From: Peter Seiderer <ps.report@gmx.net>
To: "Toke Høiland-Jørgensen" <toke@toke.dk>
Cc: Kalle Valo <kvalo@kernel.org>,
linux-wireless@vger.kernel.org,
Bagas Sanjaya <bagasdotme@gmail.com>
Subject: Re: [PATCH v5.18] ath9k: Properly clear TX status area before reporting to mac80211
Date: Mon, 4 Apr 2022 13:04:53 +0200 [thread overview]
Message-ID: <20220404130453.5ec6e045@gmx.net> (raw)
In-Reply-To: <20220402181910.5b35f0cb@gmx.net>
Hello Toke,
On Sat, 2 Apr 2022 18:19:10 +0200, Peter Seiderer <ps.report@gmx.net> wrote:
> Hello Toke,
>
> On Sat, 02 Apr 2022 17:11:54 +0200, Toke Høiland-Jørgensen <toke@toke.dk> wrote:
>
> > Peter Seiderer <ps.report@gmx.net> writes:
> >
> > > Hello Toke,
> > >
> > > On Fri, 1 Apr 2022 19:26:57 +0200, Peter Seiderer <ps.report@gmx.net> wrote:
> > >
> > >> Hello Toke,
> > >>
> > >> On Wed, 30 Mar 2022 18:44:09 +0200, Toke Høiland-Jørgensen <toke@toke.dk> wrote:
> > >>
> > >> > The ath9k driver was not properly clearing the status area in the
> > >> > ieee80211_tx_info struct before reporting TX status to mac80211. Instead,
> > >> > it was manually filling in fields, which meant that fields introduced later
> > >> > were left as-is.
> > >> >
> > >> > Conveniently, mac80211 actually provides a helper to zero out the status
> > >> > area, so use that to make sure we zero everything.
> > >> >
> > >> > The last commit touching the driver function writing the status information
> > >> > seems to have actually been fixing an issue that was also caused by the
> > >> > area being uninitialised; but it only added clearing of a single field
> > >> > instead of the whole struct. That is now redundant, though, so revert that
> > >> > commit and use it as a convenient Fixes tag.
> > >> >
> > >> > Fixes: cc591d77aba1 ("ath9k: Make sure to zero status.tx_time before reporting TX status")

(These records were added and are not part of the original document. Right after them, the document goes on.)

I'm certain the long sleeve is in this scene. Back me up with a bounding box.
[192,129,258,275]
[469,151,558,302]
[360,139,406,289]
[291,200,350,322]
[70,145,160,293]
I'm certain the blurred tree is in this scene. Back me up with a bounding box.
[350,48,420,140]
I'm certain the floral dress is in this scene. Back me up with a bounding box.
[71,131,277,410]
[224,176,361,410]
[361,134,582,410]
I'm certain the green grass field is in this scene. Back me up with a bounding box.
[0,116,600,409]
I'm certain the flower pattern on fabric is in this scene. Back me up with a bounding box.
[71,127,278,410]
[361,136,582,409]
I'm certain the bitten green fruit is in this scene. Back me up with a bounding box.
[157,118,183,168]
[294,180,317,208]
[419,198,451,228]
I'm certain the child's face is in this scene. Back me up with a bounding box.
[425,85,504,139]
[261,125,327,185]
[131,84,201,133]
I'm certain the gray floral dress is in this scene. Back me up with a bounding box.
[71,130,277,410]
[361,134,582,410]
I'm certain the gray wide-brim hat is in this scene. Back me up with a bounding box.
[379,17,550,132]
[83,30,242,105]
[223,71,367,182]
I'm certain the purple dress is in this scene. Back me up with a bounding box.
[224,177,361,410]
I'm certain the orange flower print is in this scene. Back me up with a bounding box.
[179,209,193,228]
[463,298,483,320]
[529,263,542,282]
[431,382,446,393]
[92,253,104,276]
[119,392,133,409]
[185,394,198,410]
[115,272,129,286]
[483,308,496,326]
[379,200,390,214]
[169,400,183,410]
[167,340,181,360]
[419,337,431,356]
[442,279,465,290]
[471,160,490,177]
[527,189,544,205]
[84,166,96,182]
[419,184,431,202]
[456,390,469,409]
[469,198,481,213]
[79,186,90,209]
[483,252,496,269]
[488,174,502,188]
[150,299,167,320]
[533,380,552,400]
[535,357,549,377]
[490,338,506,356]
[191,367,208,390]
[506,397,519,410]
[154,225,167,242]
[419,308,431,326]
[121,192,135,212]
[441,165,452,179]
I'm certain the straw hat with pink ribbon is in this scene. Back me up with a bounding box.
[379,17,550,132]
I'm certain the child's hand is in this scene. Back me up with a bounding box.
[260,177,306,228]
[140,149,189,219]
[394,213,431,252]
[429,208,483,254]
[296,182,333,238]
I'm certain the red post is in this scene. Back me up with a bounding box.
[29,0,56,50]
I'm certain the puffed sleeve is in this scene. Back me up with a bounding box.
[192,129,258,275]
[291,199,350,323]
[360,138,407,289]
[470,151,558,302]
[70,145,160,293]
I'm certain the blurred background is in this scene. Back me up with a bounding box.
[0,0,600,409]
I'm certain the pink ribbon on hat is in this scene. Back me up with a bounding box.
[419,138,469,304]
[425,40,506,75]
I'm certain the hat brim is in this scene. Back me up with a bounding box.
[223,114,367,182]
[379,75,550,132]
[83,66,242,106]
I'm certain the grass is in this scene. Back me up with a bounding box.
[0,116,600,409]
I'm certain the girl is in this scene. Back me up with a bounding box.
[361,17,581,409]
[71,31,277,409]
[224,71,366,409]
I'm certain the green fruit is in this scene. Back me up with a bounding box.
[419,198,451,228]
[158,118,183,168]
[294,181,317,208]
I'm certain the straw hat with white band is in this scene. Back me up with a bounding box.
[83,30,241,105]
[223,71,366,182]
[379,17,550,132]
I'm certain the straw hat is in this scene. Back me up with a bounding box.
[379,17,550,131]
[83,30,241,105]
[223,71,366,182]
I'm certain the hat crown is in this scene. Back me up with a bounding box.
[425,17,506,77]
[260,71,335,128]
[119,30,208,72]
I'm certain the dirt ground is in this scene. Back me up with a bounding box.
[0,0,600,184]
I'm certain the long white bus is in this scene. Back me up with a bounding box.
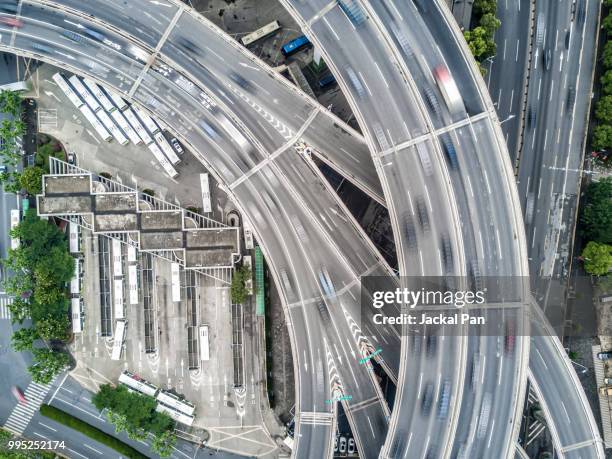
[53,73,84,108]
[83,77,117,113]
[240,21,280,46]
[111,110,142,145]
[119,370,159,397]
[113,279,125,319]
[128,265,138,304]
[70,298,83,333]
[111,320,125,360]
[149,143,178,178]
[123,107,153,145]
[68,75,102,113]
[108,91,128,111]
[155,403,194,426]
[79,104,113,142]
[11,209,19,250]
[112,239,123,277]
[200,172,212,213]
[98,110,130,145]
[170,263,181,302]
[198,325,210,361]
[155,389,195,416]
[134,107,159,135]
[68,222,81,253]
[154,131,181,166]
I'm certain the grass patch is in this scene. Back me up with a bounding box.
[40,405,147,459]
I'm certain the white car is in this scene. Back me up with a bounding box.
[338,437,346,454]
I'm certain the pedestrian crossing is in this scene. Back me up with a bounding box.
[0,296,13,320]
[4,382,51,435]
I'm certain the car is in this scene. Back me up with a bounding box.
[11,386,28,403]
[170,137,185,155]
[338,437,347,454]
[347,438,356,454]
[416,196,430,232]
[0,17,23,27]
[421,381,433,416]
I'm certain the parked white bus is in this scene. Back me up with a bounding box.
[240,21,280,46]
[134,107,159,134]
[111,110,142,145]
[70,298,83,333]
[53,73,84,108]
[112,239,123,277]
[200,173,212,213]
[123,107,153,145]
[119,370,159,397]
[113,279,125,319]
[108,91,128,111]
[170,263,181,302]
[68,222,81,253]
[83,77,117,113]
[68,75,102,113]
[79,104,113,142]
[154,131,181,166]
[98,110,130,145]
[111,320,125,360]
[128,265,138,304]
[155,403,193,426]
[155,389,195,416]
[11,209,19,250]
[149,143,178,178]
[198,325,210,361]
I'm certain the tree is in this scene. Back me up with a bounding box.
[580,177,612,244]
[595,96,612,124]
[591,124,612,150]
[582,241,612,276]
[151,431,176,457]
[11,328,40,352]
[478,13,501,38]
[230,266,251,304]
[28,348,70,384]
[474,0,497,16]
[36,315,70,341]
[19,166,45,195]
[601,14,612,35]
[601,40,612,69]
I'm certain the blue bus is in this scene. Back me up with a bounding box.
[319,74,336,89]
[281,35,310,57]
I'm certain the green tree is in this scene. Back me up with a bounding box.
[36,315,70,341]
[591,124,612,150]
[474,0,497,16]
[580,177,612,244]
[151,431,176,457]
[595,95,612,124]
[230,266,251,304]
[11,328,40,352]
[19,166,45,195]
[478,13,501,38]
[601,40,612,69]
[582,241,612,276]
[599,70,612,95]
[28,348,70,384]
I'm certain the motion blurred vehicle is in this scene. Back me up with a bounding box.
[0,16,23,27]
[11,386,28,403]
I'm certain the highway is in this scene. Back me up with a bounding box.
[0,4,406,454]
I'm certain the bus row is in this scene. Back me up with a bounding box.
[119,370,195,426]
[53,73,184,178]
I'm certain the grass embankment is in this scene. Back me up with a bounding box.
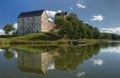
[0,33,100,45]
[0,33,68,44]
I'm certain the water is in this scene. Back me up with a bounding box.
[0,44,120,78]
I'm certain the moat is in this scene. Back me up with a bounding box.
[0,43,120,78]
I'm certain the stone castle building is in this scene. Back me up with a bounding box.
[17,10,55,35]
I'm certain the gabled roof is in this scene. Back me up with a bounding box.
[55,12,68,16]
[18,10,45,18]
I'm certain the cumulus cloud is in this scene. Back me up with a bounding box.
[91,14,104,22]
[100,27,120,34]
[46,10,62,18]
[13,23,18,30]
[92,59,103,66]
[100,46,120,54]
[69,7,73,10]
[76,3,86,8]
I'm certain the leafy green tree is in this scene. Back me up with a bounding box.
[4,49,14,60]
[3,24,15,35]
[93,27,100,39]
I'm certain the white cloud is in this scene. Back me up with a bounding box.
[91,14,104,22]
[92,59,103,66]
[100,27,120,34]
[48,18,53,22]
[0,49,3,52]
[0,29,5,35]
[77,72,86,77]
[76,3,86,8]
[69,7,73,10]
[46,10,62,18]
[100,46,120,54]
[13,23,18,30]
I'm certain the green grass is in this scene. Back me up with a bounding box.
[0,33,100,45]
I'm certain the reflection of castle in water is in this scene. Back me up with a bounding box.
[18,51,58,74]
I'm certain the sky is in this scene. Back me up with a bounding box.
[0,0,120,34]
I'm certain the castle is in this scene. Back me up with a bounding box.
[17,10,67,35]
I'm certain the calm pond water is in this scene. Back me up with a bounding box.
[0,44,120,78]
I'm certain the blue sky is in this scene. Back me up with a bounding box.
[0,0,120,34]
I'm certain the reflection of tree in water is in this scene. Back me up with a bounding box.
[4,49,14,60]
[55,44,99,70]
[12,44,99,74]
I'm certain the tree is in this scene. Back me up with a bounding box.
[4,49,14,60]
[3,24,15,35]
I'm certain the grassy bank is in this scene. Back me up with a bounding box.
[0,33,100,45]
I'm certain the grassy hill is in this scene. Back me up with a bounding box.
[0,33,68,44]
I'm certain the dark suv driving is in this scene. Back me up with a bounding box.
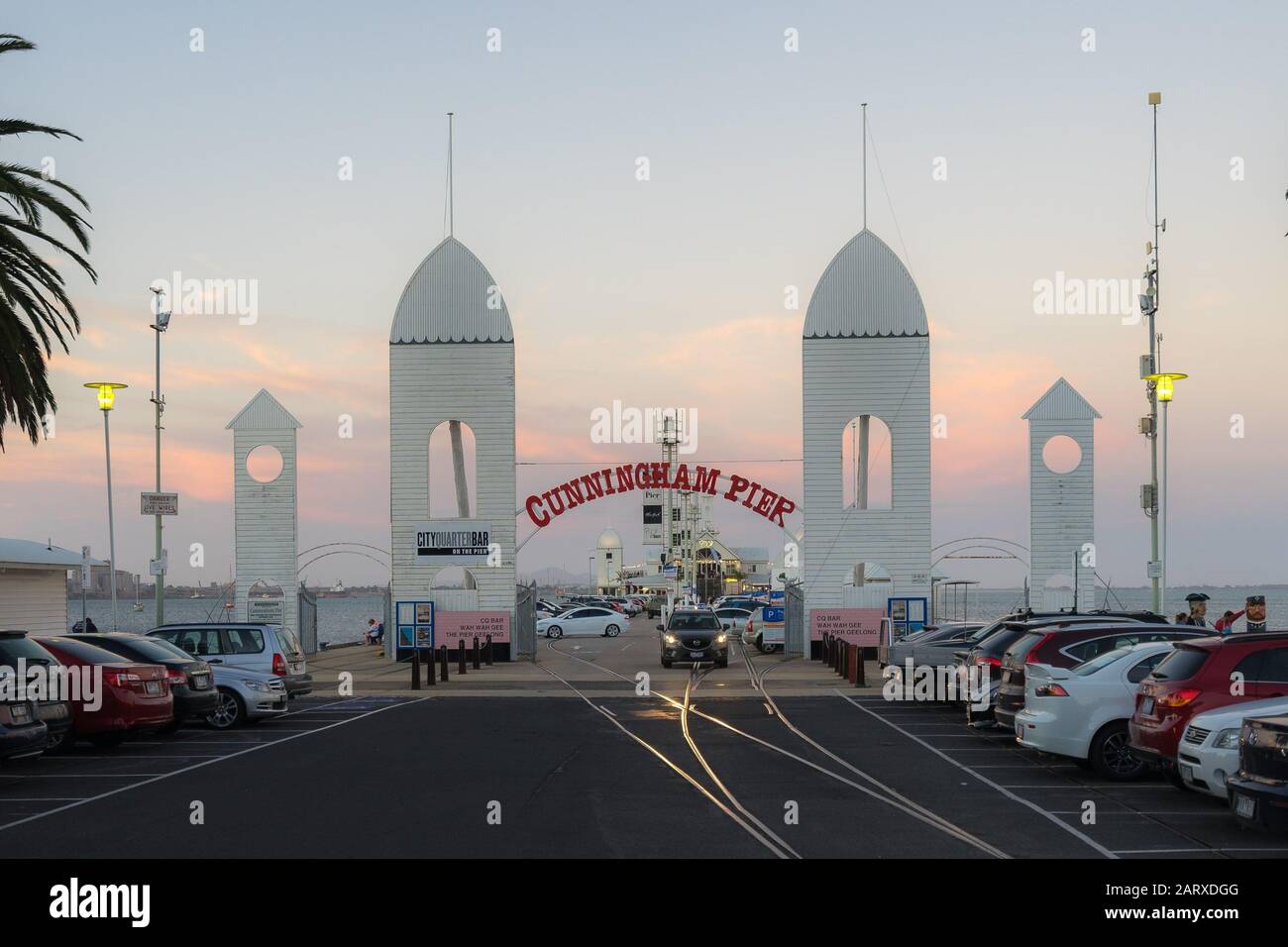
[657,608,729,668]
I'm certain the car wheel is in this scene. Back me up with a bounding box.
[1089,720,1145,781]
[206,686,246,730]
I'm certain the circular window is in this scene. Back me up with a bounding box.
[1042,434,1082,474]
[246,445,282,483]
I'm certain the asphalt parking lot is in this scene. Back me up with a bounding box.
[0,618,1288,860]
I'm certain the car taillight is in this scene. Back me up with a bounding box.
[1154,686,1203,707]
[1024,635,1051,665]
[1033,684,1069,697]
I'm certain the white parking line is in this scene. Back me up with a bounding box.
[0,697,429,832]
[836,690,1118,858]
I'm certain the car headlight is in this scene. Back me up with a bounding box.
[1212,727,1239,750]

> > >> > Reported-by: Bagas Sanjaya <bagasdotme@gmail.com>
> > >> > Signed-off-by: Toke Høiland-Jørgensen <toke@toke.dk>
> > >> > ---
> > >> > drivers/net/wireless/ath/ath9k/xmit.c | 5 ++---
> > >> > 1 file changed, 2 insertions(+), 3 deletions(-)
> > >> >
> > >> > diff --git a/drivers/net/wireless/ath/ath9k/xmit.c b/drivers/net/wireless/ath/ath9k/xmit.c
> > >> > index d0caf1de2bde..cbcf96ac303e 100644
> > >> > --- a/drivers/net/wireless/ath/ath9k/xmit.c
> > >> > +++ b/drivers/net/wireless/ath/ath9k/xmit.c
> > >> > @@ -2553,6 +2553,8 @@ static void ath_tx_rc_status(struct ath_softc *sc, struct ath_buf *bf,
> > >> > struct ath_hw *ah = sc->sc_ah;
> > >> > u8 i, tx_rateindex;
> > >> >
> > >> > + ieee80211_tx_info_clear_status(tx_info);
> > >> > +
> > >>
> > >> As this also clears the status.rates[].count, see include/net/mac80211.h:
> > >>
> > >> 1195 static inline void
> > >> 1196 ieee80211_tx_info_clear_status(struct ieee80211_tx_info *info)
> > >> 1197 {
> > >> 1198 int i;
> > >> 1199
> > >> 1200 BUILD_BUG_ON(offsetof(struct ieee80211_tx_info, status.rates) !=
> > >> 1201 offsetof(struct ieee80211_tx_info, control.rates));
> > >> 1202 BUILD_BUG_ON(offsetof(struct ieee80211_tx_info, status.rates) !=
> > >> 1203 offsetof(struct ieee80211_tx_info, driver_rates));
> > >> 1204 BUILD_BUG_ON(offsetof(struct ieee80211_tx_info, status.rates) != 8) ;
> > >> 1205 /* clear the rate counts */
> > >> 1206 for (i = 0; i < IEEE80211_TX_MAX_RATES; i++)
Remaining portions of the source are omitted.